Separate Annotations/Labels and Add `service-ignore` to Docs (#12323)

* Separate Annotations and Labels and add service-ignore label * changes to structure and call out for pod * add description and TOC * Update annotations-and-labels.mdx Co-authored-by: David Yu <dyu@hashicorp.com>
2022-02-16 12:53:13 -05:00 · 2022-02-16 12:53:13 -05:00 · 6051c68620
parent 8110ecc93b
commit 6051c68620
3 changed files with 190 additions and 158 deletions
--- a/website/content/docs/k8s/annotations-and-labels.mdx
+++ b/website/content/docs/k8s/annotations-and-labels.mdx
@ -0,0 +1,186 @@
 ---
 layout: docs
 page_title: Annotations and Labels
 description: >-
  The list of available labels and annotations for running Consul on Kubernetes.
 ---
 # Annotations and Labels
 ## Overview
 Consul on Kubernetes provides a few options for customizing how connect-inject behavior should be configured. 
 This allows the user to configure natively configure Consul on select Kubernetes resources (i.e. pods, services).  

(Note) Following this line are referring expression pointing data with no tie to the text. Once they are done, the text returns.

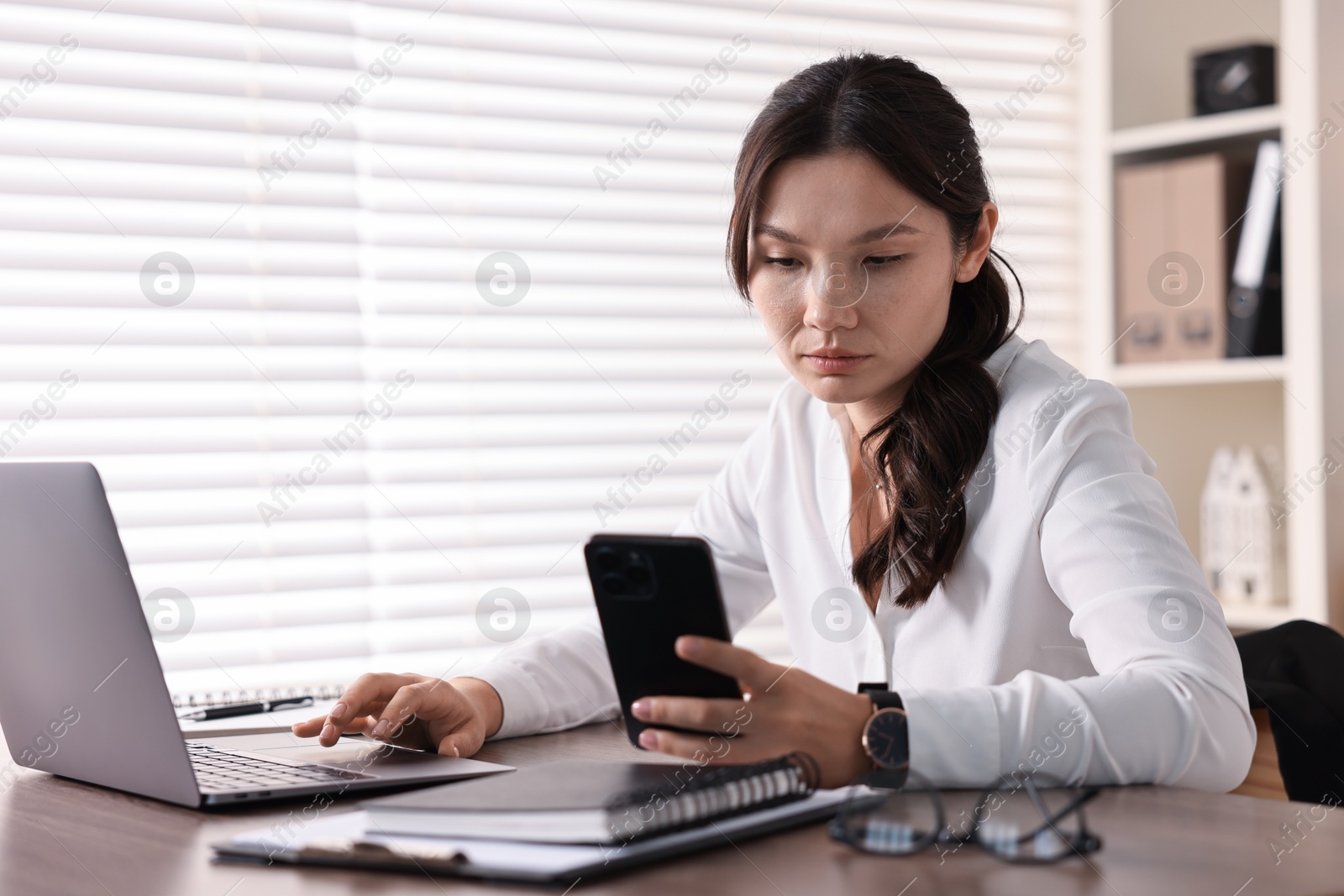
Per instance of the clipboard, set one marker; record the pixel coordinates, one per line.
(346, 841)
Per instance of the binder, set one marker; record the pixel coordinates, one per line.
(1176, 224)
(595, 802)
(1256, 298)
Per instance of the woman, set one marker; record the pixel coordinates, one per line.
(1026, 595)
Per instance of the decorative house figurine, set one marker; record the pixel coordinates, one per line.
(1242, 548)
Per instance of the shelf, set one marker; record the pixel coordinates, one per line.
(1167, 134)
(1231, 369)
(1245, 616)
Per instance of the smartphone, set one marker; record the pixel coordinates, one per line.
(649, 591)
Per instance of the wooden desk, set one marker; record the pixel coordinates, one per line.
(66, 839)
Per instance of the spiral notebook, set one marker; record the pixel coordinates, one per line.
(349, 840)
(595, 802)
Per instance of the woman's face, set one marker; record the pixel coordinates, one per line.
(853, 275)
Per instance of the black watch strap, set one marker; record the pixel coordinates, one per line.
(884, 699)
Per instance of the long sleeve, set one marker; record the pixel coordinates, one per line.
(564, 679)
(1168, 703)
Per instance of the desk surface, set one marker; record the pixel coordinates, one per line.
(65, 839)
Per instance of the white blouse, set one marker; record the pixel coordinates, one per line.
(1075, 634)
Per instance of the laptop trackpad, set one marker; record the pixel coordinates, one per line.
(343, 752)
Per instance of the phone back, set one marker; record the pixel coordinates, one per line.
(651, 590)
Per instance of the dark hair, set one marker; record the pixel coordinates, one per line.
(927, 450)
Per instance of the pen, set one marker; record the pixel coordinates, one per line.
(248, 708)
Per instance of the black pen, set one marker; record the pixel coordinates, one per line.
(248, 708)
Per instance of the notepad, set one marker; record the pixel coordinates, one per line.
(593, 802)
(351, 841)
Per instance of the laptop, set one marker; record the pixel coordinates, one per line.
(81, 689)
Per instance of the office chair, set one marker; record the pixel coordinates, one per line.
(1296, 671)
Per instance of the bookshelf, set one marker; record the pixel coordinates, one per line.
(1292, 405)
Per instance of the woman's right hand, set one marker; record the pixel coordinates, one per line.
(454, 718)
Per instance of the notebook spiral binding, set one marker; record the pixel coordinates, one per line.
(712, 793)
(219, 698)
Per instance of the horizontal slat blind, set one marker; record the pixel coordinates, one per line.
(340, 441)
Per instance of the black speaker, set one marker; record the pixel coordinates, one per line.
(1236, 78)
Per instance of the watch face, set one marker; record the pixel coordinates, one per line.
(886, 739)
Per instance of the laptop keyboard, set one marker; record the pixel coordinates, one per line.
(222, 770)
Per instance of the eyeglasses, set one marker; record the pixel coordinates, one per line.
(1014, 822)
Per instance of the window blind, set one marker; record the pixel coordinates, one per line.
(370, 313)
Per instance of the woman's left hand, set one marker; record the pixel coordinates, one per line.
(786, 710)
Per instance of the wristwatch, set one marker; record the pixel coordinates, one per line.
(886, 738)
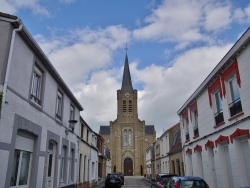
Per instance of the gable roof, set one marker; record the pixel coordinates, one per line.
(149, 129)
(105, 129)
(17, 23)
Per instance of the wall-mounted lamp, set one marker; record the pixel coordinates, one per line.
(66, 131)
(72, 123)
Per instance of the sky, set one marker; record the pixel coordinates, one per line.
(173, 45)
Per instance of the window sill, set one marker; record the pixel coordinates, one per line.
(197, 136)
(219, 124)
(235, 116)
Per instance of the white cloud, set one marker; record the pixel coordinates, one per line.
(190, 21)
(166, 89)
(13, 6)
(78, 53)
(217, 17)
(173, 21)
(66, 1)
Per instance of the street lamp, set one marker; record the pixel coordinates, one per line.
(72, 123)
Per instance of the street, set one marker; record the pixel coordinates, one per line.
(133, 181)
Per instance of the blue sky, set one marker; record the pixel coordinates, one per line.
(170, 42)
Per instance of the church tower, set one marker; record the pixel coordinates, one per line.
(128, 137)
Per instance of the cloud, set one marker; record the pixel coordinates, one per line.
(166, 89)
(81, 51)
(13, 6)
(172, 21)
(66, 1)
(192, 21)
(222, 15)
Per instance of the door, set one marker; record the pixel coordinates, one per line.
(20, 175)
(246, 154)
(128, 167)
(49, 180)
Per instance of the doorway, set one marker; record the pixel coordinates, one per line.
(128, 167)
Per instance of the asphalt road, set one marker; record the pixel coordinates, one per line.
(132, 182)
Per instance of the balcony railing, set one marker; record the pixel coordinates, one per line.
(235, 107)
(218, 117)
(196, 131)
(187, 137)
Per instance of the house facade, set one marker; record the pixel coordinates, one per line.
(176, 165)
(149, 161)
(40, 117)
(84, 154)
(164, 148)
(215, 122)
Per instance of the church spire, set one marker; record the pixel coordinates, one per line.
(126, 81)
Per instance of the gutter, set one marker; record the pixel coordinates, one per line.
(9, 64)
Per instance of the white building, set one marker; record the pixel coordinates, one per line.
(164, 149)
(215, 122)
(84, 154)
(148, 161)
(93, 169)
(38, 145)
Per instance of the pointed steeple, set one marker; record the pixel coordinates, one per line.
(126, 81)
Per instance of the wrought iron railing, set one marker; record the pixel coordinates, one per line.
(235, 107)
(218, 117)
(196, 131)
(187, 137)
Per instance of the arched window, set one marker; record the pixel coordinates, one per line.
(130, 143)
(125, 137)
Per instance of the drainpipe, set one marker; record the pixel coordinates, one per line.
(8, 65)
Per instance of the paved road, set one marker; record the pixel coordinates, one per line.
(134, 181)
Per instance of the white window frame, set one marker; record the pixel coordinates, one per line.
(59, 105)
(217, 99)
(231, 96)
(63, 163)
(194, 118)
(36, 86)
(19, 169)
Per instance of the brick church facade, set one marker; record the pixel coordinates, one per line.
(128, 137)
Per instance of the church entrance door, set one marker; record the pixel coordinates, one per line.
(128, 167)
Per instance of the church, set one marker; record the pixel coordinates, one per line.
(128, 137)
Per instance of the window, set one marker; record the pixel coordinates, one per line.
(36, 87)
(72, 113)
(93, 170)
(21, 167)
(82, 127)
(195, 122)
(175, 138)
(218, 115)
(130, 109)
(235, 105)
(125, 137)
(63, 161)
(59, 106)
(186, 128)
(124, 106)
(72, 165)
(72, 117)
(130, 143)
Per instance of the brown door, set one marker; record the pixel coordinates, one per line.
(128, 167)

 - [Annotations](#annotations)
 - [Labels](#labels)
 ## Annotations
 Resource annotations could be used on the Kubernetes pod to control connnect-inject behavior. 
 - `consul.hashicorp.com/connect-inject` - If this is "true" then injection
  is enabled. If this is "false" then injection is explicitly disabled.
  The default injector behavior requires pods to opt-in to injection by
  specifying this value as "true". This default can be changed in the
  injector's configuration if desired.
 - `consul.hashicorp.com/transparent-proxy` - If this is "true", this Pod
  will run with transparent proxy enabled. This means you can use Kubernetes
  DNS to access upstream services and all inbound and outbound traffic within
  the pod is redirected to go through the proxy.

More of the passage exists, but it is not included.